The Lost Prince
- Author: Selden Edwards
- Language: English
- Genre: Novel
- Publisher: Dutton
- Publication date: August 16, 2012
- Publication place: United States
- Media type: Print (Hardcover)
- ISBN: 9781101590973

= The Lost Prince (Edwards novel) =

The Lost Prince is a sequel to the best-selling novel The Little Book by American writer Selden Edwards. It was published by Dutton in August 2012.

==Plot==
The Lost Prince follows the character of Eleanor Burden, an 1890s Boston socialite who has resigned herself to marrying the man she should be with rather than the man she wants, whom she lost in Vienna.

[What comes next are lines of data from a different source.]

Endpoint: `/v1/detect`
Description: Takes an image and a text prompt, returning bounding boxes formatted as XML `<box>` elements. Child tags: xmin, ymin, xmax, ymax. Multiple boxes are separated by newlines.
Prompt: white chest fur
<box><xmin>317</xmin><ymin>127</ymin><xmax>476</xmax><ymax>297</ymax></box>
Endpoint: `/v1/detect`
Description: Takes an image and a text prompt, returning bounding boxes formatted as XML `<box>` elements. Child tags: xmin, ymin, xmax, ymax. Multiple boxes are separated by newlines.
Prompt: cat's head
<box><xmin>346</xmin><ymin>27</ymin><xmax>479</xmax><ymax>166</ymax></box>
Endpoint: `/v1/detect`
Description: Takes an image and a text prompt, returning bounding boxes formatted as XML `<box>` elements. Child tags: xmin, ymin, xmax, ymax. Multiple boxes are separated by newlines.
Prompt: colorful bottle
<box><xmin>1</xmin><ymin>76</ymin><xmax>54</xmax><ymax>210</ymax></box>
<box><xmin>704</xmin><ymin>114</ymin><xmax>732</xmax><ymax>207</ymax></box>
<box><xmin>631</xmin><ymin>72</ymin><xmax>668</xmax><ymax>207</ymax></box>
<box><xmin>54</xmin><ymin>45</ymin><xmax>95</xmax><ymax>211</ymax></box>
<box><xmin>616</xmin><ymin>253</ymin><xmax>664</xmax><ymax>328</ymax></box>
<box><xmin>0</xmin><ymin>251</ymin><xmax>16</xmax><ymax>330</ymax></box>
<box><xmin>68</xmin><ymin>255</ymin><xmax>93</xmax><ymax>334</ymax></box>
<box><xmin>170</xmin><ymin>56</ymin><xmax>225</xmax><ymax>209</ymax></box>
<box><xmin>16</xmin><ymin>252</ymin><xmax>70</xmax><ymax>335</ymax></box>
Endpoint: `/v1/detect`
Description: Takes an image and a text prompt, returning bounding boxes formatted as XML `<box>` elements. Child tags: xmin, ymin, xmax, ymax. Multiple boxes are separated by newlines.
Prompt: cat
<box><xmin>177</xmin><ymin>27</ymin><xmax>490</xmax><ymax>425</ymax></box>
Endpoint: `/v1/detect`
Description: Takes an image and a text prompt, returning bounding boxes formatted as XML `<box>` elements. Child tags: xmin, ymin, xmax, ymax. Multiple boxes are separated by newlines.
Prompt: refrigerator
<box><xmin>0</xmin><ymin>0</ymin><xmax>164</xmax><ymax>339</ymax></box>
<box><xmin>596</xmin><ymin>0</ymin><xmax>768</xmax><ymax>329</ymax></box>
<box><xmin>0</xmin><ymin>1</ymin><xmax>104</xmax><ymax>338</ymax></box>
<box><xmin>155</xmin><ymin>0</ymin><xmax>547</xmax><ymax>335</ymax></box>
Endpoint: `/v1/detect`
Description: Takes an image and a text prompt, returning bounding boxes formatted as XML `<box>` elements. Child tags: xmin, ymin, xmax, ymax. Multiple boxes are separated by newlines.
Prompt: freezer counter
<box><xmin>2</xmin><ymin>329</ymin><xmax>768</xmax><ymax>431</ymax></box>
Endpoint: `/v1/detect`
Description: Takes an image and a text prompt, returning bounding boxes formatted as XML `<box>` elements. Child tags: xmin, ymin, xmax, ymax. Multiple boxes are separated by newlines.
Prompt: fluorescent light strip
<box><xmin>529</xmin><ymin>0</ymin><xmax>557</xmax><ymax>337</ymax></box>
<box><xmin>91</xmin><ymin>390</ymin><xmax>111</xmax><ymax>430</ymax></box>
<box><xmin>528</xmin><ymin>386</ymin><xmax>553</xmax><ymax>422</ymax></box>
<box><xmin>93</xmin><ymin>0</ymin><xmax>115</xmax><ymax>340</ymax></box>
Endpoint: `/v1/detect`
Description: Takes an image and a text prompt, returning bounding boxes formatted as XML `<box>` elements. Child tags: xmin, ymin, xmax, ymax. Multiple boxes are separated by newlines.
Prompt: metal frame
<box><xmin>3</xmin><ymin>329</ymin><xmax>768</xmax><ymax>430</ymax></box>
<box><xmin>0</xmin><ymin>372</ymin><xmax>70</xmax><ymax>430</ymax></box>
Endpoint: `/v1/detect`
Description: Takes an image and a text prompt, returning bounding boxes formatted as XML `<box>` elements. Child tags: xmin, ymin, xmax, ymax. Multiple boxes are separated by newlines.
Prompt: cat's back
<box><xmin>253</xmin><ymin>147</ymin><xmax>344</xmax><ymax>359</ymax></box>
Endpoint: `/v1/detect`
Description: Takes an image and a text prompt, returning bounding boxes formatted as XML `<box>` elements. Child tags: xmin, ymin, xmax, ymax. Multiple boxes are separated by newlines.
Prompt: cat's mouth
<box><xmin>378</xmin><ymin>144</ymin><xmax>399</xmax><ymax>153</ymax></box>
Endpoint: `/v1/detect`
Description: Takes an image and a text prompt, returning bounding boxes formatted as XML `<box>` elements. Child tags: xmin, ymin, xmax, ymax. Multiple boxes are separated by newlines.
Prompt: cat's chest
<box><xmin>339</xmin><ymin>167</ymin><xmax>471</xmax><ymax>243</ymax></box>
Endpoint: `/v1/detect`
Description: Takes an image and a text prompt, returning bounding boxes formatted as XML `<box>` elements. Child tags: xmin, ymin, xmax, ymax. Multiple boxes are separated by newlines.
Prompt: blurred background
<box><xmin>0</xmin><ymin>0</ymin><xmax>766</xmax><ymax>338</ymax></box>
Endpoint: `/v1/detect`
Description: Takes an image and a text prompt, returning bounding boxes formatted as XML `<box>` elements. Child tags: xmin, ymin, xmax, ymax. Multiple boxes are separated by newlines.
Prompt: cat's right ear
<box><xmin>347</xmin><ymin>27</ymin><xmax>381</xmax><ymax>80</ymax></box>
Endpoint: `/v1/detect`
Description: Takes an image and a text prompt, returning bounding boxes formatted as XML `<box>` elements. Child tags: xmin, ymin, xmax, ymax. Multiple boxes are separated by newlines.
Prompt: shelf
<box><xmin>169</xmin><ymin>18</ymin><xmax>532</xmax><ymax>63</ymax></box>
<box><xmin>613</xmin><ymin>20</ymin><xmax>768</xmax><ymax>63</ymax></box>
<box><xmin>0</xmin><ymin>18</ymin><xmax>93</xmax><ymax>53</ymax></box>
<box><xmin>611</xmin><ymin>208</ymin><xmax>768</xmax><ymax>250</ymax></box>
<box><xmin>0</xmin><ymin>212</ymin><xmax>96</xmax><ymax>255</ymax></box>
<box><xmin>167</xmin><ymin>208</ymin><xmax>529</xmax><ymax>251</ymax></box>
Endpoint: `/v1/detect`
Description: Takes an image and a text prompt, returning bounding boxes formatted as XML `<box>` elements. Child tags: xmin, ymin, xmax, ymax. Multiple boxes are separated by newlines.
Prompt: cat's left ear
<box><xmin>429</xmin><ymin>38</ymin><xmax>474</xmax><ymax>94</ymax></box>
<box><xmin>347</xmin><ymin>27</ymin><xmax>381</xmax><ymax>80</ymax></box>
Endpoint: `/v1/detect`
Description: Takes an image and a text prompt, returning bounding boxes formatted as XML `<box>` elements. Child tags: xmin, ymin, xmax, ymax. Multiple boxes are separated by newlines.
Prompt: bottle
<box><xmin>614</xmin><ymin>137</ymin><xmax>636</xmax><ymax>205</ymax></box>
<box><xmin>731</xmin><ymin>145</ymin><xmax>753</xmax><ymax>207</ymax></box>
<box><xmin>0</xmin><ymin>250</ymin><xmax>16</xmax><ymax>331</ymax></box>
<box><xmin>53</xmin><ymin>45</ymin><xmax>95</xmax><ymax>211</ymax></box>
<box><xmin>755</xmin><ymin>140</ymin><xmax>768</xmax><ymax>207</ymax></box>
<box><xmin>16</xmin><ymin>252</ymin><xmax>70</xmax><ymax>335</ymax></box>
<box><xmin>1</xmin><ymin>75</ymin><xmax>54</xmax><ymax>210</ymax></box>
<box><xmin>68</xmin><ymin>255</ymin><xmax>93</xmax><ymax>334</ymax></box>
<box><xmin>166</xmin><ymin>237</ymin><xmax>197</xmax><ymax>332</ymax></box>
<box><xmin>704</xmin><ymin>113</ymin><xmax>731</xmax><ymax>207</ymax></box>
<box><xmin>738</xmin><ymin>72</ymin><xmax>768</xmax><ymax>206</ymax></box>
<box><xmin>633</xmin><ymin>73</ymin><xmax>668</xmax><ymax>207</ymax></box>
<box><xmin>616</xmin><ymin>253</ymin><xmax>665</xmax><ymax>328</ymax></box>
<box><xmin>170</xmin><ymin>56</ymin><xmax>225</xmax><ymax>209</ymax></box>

What separates her from others of her station and background is that Eleanor believes that she has the ability to predict all of the major historical events that will occur while she is alive. Dismissed as a hysteric, Eleanor must decide whether or not fate is predetermined or if she possesses the ability to change future events as well as her own life.

==Critical reception==
Reception for The Lost Prince has been positive and nationwide, with Publishers Weekly praising Edwards' way of "connecting historical events and philosophical ideas, and also connecting this book to his first." Kirkus Reviews also praised the novel, saying "throughout the novel, Edwards skillfully intertwines Eleanor’s predestined fate with her relationships to Freud, Jung, J. P. Morgan, William James and other historical figures...a powerful, intense and fascinating read."

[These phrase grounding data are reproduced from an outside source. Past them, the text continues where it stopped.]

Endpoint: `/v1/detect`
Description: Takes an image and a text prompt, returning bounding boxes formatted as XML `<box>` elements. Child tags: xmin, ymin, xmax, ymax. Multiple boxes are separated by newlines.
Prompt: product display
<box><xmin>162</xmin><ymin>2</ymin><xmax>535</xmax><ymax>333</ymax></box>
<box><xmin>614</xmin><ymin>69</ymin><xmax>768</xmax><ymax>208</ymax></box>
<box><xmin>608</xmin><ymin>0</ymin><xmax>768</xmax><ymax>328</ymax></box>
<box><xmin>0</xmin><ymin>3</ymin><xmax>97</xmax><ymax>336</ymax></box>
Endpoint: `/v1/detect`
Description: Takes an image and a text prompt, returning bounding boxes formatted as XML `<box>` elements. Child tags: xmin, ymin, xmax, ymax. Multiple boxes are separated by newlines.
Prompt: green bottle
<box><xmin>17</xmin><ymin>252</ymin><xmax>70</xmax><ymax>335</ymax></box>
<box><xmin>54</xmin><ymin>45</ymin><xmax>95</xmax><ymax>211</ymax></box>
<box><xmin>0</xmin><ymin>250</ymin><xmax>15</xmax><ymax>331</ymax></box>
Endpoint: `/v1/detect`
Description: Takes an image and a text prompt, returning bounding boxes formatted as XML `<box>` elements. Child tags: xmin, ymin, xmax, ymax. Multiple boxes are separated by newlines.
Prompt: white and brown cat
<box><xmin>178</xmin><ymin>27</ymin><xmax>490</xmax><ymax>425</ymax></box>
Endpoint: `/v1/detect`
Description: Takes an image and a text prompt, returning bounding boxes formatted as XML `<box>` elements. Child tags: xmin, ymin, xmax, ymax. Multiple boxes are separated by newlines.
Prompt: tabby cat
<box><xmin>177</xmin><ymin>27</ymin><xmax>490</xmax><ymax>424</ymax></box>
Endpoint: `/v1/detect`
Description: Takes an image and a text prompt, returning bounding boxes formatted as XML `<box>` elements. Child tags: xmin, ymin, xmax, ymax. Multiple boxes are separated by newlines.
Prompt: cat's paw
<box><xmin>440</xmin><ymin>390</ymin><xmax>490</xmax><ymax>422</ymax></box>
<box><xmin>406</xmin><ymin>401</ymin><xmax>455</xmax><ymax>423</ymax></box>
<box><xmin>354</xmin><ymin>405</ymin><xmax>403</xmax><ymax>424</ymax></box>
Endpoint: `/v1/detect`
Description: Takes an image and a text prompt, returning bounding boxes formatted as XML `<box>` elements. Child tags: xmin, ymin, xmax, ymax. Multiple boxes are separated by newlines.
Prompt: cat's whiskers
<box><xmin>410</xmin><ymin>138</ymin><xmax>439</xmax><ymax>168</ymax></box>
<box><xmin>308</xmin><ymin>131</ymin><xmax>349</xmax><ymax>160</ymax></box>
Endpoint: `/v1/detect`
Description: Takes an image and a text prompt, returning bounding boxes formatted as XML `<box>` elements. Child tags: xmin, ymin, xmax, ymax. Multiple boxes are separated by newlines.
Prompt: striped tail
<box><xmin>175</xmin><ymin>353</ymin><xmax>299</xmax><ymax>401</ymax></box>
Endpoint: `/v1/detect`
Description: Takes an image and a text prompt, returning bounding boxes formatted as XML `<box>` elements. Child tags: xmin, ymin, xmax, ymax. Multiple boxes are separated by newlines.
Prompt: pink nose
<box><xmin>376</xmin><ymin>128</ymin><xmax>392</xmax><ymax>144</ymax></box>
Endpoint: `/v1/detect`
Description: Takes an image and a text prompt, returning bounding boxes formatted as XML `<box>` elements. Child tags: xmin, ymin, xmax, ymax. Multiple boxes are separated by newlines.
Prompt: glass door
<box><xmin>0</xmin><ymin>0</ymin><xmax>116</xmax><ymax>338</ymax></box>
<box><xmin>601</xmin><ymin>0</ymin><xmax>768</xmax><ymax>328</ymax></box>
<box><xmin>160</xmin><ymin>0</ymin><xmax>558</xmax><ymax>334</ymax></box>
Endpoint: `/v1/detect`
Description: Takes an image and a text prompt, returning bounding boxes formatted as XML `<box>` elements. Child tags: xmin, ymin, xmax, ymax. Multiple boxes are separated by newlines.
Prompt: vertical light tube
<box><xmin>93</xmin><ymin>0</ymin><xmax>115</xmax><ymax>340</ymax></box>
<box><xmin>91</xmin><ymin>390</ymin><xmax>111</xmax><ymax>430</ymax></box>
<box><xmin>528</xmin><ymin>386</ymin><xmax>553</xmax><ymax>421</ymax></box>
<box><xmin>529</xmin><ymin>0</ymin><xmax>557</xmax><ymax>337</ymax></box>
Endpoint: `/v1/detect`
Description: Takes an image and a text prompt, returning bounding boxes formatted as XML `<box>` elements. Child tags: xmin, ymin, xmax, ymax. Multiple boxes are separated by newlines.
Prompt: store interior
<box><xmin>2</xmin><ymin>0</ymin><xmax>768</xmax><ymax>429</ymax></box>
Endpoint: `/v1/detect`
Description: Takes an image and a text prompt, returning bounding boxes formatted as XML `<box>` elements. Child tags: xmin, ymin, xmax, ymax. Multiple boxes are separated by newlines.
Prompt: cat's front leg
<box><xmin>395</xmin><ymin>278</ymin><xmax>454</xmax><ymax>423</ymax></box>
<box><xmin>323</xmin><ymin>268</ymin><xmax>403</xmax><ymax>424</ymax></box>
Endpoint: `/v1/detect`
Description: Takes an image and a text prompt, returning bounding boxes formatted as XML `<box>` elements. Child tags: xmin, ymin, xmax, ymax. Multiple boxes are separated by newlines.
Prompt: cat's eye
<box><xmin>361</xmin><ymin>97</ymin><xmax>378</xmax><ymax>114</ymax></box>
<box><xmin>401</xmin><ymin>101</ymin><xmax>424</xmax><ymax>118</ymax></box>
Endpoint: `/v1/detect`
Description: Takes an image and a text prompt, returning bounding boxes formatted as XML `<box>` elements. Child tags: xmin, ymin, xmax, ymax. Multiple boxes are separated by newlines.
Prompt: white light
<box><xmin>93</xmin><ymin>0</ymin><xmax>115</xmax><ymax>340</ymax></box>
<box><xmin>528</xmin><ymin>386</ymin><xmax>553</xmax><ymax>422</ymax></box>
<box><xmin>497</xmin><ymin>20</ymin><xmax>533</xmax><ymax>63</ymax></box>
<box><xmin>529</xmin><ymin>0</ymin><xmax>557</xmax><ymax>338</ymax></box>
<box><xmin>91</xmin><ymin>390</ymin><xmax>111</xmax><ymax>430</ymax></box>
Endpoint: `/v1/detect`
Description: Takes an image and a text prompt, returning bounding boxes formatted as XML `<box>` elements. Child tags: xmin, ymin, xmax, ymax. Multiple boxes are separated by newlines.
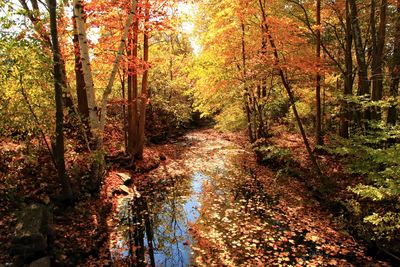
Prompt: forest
<box><xmin>0</xmin><ymin>0</ymin><xmax>400</xmax><ymax>266</ymax></box>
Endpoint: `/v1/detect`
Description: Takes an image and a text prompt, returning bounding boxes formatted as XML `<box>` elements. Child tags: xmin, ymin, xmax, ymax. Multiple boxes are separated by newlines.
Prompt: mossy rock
<box><xmin>11</xmin><ymin>204</ymin><xmax>52</xmax><ymax>261</ymax></box>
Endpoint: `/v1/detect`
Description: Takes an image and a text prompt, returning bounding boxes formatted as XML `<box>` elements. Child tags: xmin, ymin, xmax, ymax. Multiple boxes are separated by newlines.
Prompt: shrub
<box><xmin>328</xmin><ymin>126</ymin><xmax>400</xmax><ymax>242</ymax></box>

The Los Angeles Times hailed its treatment of "big ideas" such as destiny, history, the role of the individual, and undying love. According to the Times, “there's no denying the sweetness of unshakable faith that infuses the core of The Lost Prince.”

The Washington Post described The Lost Prince as “ingeniously plot-driven: Each chapter constitutes a polished short story in which Eleanor pulls off some near-impossible task to bend current events to the dictates of the journal."

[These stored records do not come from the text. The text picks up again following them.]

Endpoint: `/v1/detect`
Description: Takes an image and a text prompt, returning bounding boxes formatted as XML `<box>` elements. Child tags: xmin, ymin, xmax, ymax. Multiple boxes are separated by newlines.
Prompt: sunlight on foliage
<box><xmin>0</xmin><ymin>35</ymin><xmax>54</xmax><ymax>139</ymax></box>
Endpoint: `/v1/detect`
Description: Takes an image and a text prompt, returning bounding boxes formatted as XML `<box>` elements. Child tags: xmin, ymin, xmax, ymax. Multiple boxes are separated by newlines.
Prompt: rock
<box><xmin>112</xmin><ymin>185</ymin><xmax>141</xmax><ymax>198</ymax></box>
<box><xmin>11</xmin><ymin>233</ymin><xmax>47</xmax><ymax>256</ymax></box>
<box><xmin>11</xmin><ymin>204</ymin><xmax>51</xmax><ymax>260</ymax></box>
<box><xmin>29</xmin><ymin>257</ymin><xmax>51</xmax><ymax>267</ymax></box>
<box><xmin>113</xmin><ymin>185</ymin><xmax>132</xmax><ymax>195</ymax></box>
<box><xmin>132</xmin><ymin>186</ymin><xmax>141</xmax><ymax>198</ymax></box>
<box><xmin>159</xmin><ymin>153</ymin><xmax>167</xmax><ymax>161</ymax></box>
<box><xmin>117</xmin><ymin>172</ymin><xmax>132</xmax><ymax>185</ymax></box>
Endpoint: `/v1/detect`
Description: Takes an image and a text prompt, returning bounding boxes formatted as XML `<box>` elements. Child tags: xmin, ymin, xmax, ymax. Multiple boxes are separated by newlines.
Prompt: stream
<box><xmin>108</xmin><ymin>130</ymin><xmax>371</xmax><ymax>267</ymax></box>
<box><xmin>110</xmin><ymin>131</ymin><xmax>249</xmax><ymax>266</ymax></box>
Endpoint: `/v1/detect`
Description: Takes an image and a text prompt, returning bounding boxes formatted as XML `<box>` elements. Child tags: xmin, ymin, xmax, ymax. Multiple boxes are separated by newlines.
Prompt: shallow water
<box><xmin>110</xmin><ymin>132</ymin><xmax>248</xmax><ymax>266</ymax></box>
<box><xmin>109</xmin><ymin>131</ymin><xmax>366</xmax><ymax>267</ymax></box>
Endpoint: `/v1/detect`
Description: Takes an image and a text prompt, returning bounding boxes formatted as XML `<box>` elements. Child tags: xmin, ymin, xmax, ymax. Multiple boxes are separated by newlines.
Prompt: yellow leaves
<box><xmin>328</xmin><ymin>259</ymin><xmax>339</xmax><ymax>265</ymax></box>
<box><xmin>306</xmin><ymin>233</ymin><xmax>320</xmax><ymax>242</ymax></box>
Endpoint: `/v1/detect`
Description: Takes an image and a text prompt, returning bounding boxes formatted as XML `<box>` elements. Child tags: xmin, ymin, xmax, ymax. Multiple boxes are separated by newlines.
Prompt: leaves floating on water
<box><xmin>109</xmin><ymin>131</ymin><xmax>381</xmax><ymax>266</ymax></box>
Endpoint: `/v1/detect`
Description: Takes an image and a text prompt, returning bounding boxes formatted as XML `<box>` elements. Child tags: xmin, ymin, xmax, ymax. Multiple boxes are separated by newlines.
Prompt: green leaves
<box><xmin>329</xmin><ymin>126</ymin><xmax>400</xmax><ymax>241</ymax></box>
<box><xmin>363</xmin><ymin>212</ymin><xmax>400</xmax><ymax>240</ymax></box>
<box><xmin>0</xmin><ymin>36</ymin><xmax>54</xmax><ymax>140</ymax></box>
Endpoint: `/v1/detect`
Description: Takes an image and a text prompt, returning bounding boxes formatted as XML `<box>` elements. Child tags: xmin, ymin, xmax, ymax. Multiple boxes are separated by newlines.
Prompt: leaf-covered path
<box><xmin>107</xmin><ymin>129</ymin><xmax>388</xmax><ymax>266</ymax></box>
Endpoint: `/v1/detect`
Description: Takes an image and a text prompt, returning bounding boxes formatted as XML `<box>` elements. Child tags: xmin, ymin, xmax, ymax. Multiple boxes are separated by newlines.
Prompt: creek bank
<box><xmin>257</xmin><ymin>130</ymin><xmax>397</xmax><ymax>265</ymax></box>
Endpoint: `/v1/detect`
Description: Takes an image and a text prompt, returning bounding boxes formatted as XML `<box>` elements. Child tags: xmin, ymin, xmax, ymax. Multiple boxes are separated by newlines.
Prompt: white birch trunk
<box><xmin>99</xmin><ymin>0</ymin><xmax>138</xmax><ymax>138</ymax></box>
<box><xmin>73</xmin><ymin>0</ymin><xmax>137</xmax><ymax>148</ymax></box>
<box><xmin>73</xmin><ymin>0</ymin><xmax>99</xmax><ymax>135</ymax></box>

The San Francisco Chronicle wrote: “This is a strange and unique love story. On the heels of Edwards' debut novel, The Little Book, the author has crafted a daring follow-up…the book is a meditation on love, faith, free will and one's purpose in life.”

The Deseret News hailed The Lost Prince as “a provocative novel of destiny, free choice and sacrifice...Edwards' novel is a compelling tale of sacrifice in the name of family and love, reminding readers of the importance of each decision they will make throughout their lives, whether significant or trivial.”

The Santa Barbara Independent noted that both The Lost Prince and The Little Book “proceed from the premise that Wheeler Burden, Harvard baseball hero, philosopher, and rock star, has the ability to travel back from California in 1988 to Vienna, Austria, circa 1897. The action that follows from this rent in the fabric of time brings together such historical figures as Sigmund Freud, Gustav Mahler, and William James with the Burden clan, who are strictly the product of Edwards’ remarkable imagination.”

Marie Claire Magazine hailed it as a great summer read, saying that "With a cast of characters that includes Sigmund Freud, Carl Jung and William James, it's like Midnight in Paris for the neurotic set."

The Historical Novel Society praised The Lost Prince as "entertaining, thought-provoking, and highly recommended." Capital Region Living Magazine found it "compelling and fascinating...if you enjoy great story-telling, Selden Edwards is an author you should read."